- Directed by: Srinivas Mallam
- Written by: Srinivas Mallam
- Produced by: T. Anasurya
- Starring: Anil Burugani; Jwalitha Ravuri; Bhaskar Dubbaka; Anand Bharathi; Jabardasth Saddam;
- Cinematography: S Urukunda Reddy
- Edited by: Samrat Yadav
- Music by: Kotagiri Chaitu
- Release date: 11 April 2025;
- Running time: 123 minutes
- Country: India
- Language: Telugu

= Premaku Jai =

Telugu language film

 Premaku Jai is a 2025 Telugu language film directed by Srinivas Mallam produced by T. Anasurya.Main lead is Anil Burugani, Jwalitha Ravuri, Bhaskar Dubbaka, Anand Bharathi and Jabardasth Saddam. Music scored by Kotagiri Chaitu.

==Plot==
Premaku Jai follows the story of Jai (Anil Burugani), an ardent admirer of actor Chiranjeevi who aspires to become a film hero himself. Living in a rural village, Jai falls in love with Prema (Jwalitha Ravuri), a vibrant young woman from the same community. However, their budding romance faces strong opposition from Prema's father, who disapproves of their relationship.

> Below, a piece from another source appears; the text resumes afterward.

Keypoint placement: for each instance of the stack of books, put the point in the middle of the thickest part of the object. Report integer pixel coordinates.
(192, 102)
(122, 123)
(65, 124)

Determined to prove his worth, Jai leaves for Hyderabad with the dream of making a name for himself in the film industry. He vows to return one day, successful and worthy of Prema's love. As the two young lovers endure their separation with hope and longing, an unexpected tragedy occurs—both Jai and Prema are found dead under mysterious circumstances.

The film delves into the unraveling of this tragedy, exploring the events that led to their deaths. As secrets unfold and tensions rise, Premaku Jai becomes a gripping tale of love, ambition, societal pressure, and the pursuit of justice.

== Cast ==

- Anil Burugani
- Jwalitha Ravuri
- Bhaskar Dubbaka
- Anand Bharathi
- Jabardasth Saddam

== Release ==
The film was released theatrically on 11 April 2025.

== Soundtrack ==
This film music compossed by Kotagiri Chaitu

== Critical reception ==
Sakshi post said Premaku Jai is a socially conscious drama that speaks truth to power. It’s a compelling watch for those who believe love should never be a death sentence.